Encoder for NER model.
Args:
- vocab_size: vocabulary size, integer.
- embedding_size: embedding size, integer.
- enc_units: hidden size of LSTM layer, integer.
- ffc_units: hidden units of feedforward layer, integer.
- num_labels: number of named entities.
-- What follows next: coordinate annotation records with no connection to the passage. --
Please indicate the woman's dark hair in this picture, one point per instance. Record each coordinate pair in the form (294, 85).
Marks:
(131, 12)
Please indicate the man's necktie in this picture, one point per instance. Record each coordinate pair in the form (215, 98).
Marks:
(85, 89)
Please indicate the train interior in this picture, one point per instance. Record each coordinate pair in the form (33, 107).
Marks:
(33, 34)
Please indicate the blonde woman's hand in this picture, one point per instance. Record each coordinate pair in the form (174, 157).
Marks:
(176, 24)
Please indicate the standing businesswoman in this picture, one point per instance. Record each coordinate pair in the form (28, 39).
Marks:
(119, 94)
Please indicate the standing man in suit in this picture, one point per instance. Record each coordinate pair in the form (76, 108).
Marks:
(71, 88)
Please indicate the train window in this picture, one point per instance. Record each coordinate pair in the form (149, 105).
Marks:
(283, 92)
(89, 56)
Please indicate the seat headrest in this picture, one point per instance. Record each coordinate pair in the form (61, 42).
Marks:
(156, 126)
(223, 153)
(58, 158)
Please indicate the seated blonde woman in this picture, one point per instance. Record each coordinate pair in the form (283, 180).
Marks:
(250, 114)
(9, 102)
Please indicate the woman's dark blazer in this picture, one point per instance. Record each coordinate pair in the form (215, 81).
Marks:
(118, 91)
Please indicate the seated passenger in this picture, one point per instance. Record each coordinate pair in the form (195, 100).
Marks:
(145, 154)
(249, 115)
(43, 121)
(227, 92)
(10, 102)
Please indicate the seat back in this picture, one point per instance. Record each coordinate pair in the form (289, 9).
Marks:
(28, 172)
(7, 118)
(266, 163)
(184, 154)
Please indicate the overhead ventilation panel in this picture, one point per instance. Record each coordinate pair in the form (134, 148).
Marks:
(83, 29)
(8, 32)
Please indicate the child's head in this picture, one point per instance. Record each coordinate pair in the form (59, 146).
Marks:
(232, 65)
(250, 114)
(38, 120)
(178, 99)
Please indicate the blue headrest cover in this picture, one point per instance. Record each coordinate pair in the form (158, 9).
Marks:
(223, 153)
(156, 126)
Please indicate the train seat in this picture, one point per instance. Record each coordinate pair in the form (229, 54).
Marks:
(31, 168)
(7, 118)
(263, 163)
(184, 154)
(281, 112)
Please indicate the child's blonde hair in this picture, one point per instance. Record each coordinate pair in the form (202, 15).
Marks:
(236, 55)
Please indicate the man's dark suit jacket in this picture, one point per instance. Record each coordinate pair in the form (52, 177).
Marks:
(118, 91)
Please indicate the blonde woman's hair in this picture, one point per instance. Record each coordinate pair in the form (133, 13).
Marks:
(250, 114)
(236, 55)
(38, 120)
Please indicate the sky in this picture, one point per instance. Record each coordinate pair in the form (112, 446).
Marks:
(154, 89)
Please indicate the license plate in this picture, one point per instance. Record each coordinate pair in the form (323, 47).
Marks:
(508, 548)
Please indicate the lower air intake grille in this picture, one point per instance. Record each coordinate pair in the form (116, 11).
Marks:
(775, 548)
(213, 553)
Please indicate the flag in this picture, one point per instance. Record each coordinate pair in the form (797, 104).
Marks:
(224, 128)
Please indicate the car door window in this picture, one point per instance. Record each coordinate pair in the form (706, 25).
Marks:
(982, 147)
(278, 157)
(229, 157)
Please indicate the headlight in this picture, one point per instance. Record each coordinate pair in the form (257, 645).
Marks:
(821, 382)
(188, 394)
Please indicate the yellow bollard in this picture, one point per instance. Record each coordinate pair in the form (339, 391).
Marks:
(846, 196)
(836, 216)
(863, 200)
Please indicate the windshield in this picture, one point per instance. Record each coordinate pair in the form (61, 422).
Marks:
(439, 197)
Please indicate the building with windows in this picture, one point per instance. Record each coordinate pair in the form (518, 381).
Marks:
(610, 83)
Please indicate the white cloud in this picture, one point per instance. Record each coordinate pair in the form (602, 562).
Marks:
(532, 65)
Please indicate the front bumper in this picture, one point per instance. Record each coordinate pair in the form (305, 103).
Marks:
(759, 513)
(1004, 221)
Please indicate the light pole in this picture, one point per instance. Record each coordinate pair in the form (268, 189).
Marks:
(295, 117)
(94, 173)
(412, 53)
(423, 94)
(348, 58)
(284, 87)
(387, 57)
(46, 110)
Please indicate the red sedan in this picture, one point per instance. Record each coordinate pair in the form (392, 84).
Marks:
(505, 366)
The value should be (actual_num_labels + 1),
because zero paddings are added to the sequences.
"""
def __init__(self, vocab_size, embedding_size, enc_units, ffc_units, num_labels):
super(NERModel, self).__init__()
# Word embedding layer.
self.embedding = nn.Embedding(vocab_size, embedding_size)
# LSTM layer with units of enc_units
self.LSTM = nn.LSTM(embedding_size, enc_units, batch_first=True)
self.dense1 = nn.Linear(enc_units, ffc_units)
self.dense2 = nn.Linear(ffc_units, num_labels)
def forward(self, x):
"""
Args:
- x: Input tensor of shape (batch_size, sequence_length)
Return:
Tensor of shape (batch_size, sequence_length, num_labels)
"""
x = self.embedding(x)
# after embedding: torch.Size([64, 124, 256])
x, _ = self.LSTM(x)
# after lstm: torch.Size([64, 124, 256])
x = self.dense1(x)
# after linear 1: torch.Size([64, 124, 256])
x = self.dense2(x)
# after linear 2: torch.Size([64, 124, 6])
output = F.log_softmax(x, dim=1)
# after softmax: torch.Size([64, 124, 6])
return output
# initialize model
model = NERModel(vocab_size, embedding_size, enc_units, ffc_units, num_labels)
optimizer = torch.optim.Adam(model.parameters(), lr = learning_rate)
criterion = nn.CrossEntropyLoss()
for i, (value, label) in enumerate(train_loader):
print(value.shape)
optimizer.zero_grad()
outputs = model(value)
# outputs shape: torch.Size([64, 124, 6])
# label shape: torch.Size([64, 124])
loss = criterion(outputs, label)
Things all looked good but I got the following error reported:
---------------------------------------------------------------------------
ValueError Traceback (most recent call last)
<ipython-input-9-92530e221aaf> in <module>()
---> 14 loss = criterion(outputs, label)
~/anaconda3/lib/python3.6/site-packages/torch/nn/modules/module.py in __call__(self, *input, **kwargs)
491 result = self._slow_forward(*input, **kwargs)
492 else:
--> 493 result = self.forward(*input, **kwargs)
494 for hook in self._forward_hooks.values():
495 hook_result = hook(self, input, result)
~/anaconda3/lib/python3.6/site-packages/torch/nn/modules/loss.py in forward(self, input, target)
940 def forward(self, input, target):
941 return F.cross_entropy(input, target, weight=self.weight,
--> 942 ignore_index=self.ignore_index, reduction=self.reduction)
943
944
~/anaconda3/lib/python3.6/site-packages/torch/nn/functional.py in cross_entropy(input, target, weight, size_average, ignore_index, reduce, reduction)
2054 if size_average is not None or reduce is not None:
2055 reduction = _Reduction.legacy_get_string(size_average, reduce)
-> 2056 return nll_loss(log_softmax(input, 1), target, weight, None, ignore_index, None, reduction)
2057
2058
~/anaconda3/lib/python3.6/site-packages/torch/nn/functional.py in nll_loss(input, target, weight, size_average, ignore_index, reduce, reduction)
1879 if target.size()[1:] != input.size()[2:]:
1880 raise ValueError('Expected target size {}, got {}'.format(
-> 1881 out_size, target.size()))
1882 input = input.contiguous().view(n, c, 1, -1)
1883 target = target.contiguous().view(n, 1, -1)
ValueError: Expected target size (64, 6), got torch.Size([64, 124])
I have outputs shape torch.Size([64, 124, 6]) and label shape: torch.Size([64, 124]). It seems that loss function want me to have outputs shape torch.Size([64, 6, 124]). I don’t get the reason why it is like this, and can some one tell me how to modify it?